Vector potential for $\nabla f \times \nabla g$

Question

Let $f$ and $g$ be two smooth real-valued functions on $\mathbb{R}^3$. How can we find a vector potential for the vector field $F = \nabla f \times \nabla g$?

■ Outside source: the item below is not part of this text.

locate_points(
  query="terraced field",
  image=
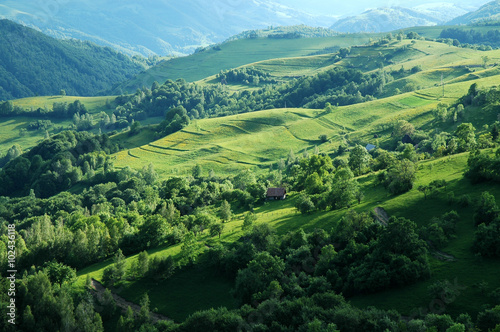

In this question - Show that $\nabla\cdot (\nabla f\times \nabla h)=0$ - we have that $\text{div}(F) = 0$, so $F$ has a vector potential, i.e. a vector field $H$ on $\mathbb{R}^3$ such that $\text{curl}(H) = F.$ But how do we specifically find it? If we let $H = (H_1, H_2, H_3)$, then we should have that $$\displaystyle \begin{pmatrix} \frac{\partial H_3}{\partial y} - \frac{\partial H_2}{\partial z} \\ \frac{\partial H_1}{\partial z} - \frac{\partial H_3}{\partial x} \\ \frac{\partial H_2}{\partial x} - \frac{\partial H_1}{\partial y} \end{pmatrix} = \begin{pmatrix} \frac{\partial f}{\partial y} \cdot \frac{\partial g}{\partial z} - \frac{\partial f}{\partial z} \cdot \frac{\partial g}{\partial y} \\ \frac{\partial f}{\partial z} \cdot \frac{\partial g}{\partial x} - \frac{\partial f}{\partial x} \cdot \frac{\partial g}{\partial z} \\ \frac{\partial f}{\partial x} \cdot \frac{\partial g}{\partial y} - \frac{\partial f}{\partial y} \cdot \frac{\partial g}{\partial x} \end{pmatrix}, $$ but i don't know how to continue from here.

Answer 1

As long as $F(\mathbf{x})$ decays sufficiently fast as $\|\mathbf{x}\| \to \infty$, the vector potential $\phi$ such that $\nabla \times \phi = F$ is given by

$$\phi(\mathbf{x}) = \frac{1}{4\pi}\int_{\mathbb{R}^3} \frac{\nabla \times (\nabla f(\mathbf{y}) \times \nabla g(\mathbf{y}))}{\|\mathbf{x} - \mathbf{y} \|}\, d \mathbf{y} $$

This can be expanded further using $\nabla \times(\nabla f \times \nabla g) = f \nabla \cdot g - g \nabla \cdot f + g \cdot \nabla f - f \cdot \nabla g.$

Answer 2

There is a solution in terms of just $f$ and $g$, namely $$H = \begin{pmatrix} f \cdot \frac{\partial g}{\partial x} \\ f \cdot \frac{\partial g}{\partial y} \\ f \cdot \frac{\partial g}{\partial z} \end{pmatrix}. $$ We can see that $\text{curl}(H) = F$. As an example, the first component of $\text{curl}(H)$ is $$\frac{\partial f}{\partial y} \cdot \frac{\partial g}{\partial z} + f \cdot \frac{\partial^2 g}{\partial y \partial z} - \frac{\partial f}{\partial z} \cdot \frac{\partial g}{\partial y} - f \cdot \frac{\partial^2 g}{\partial z \partial y}, $$ and since $g$ is smooth, its partial derivatives commute.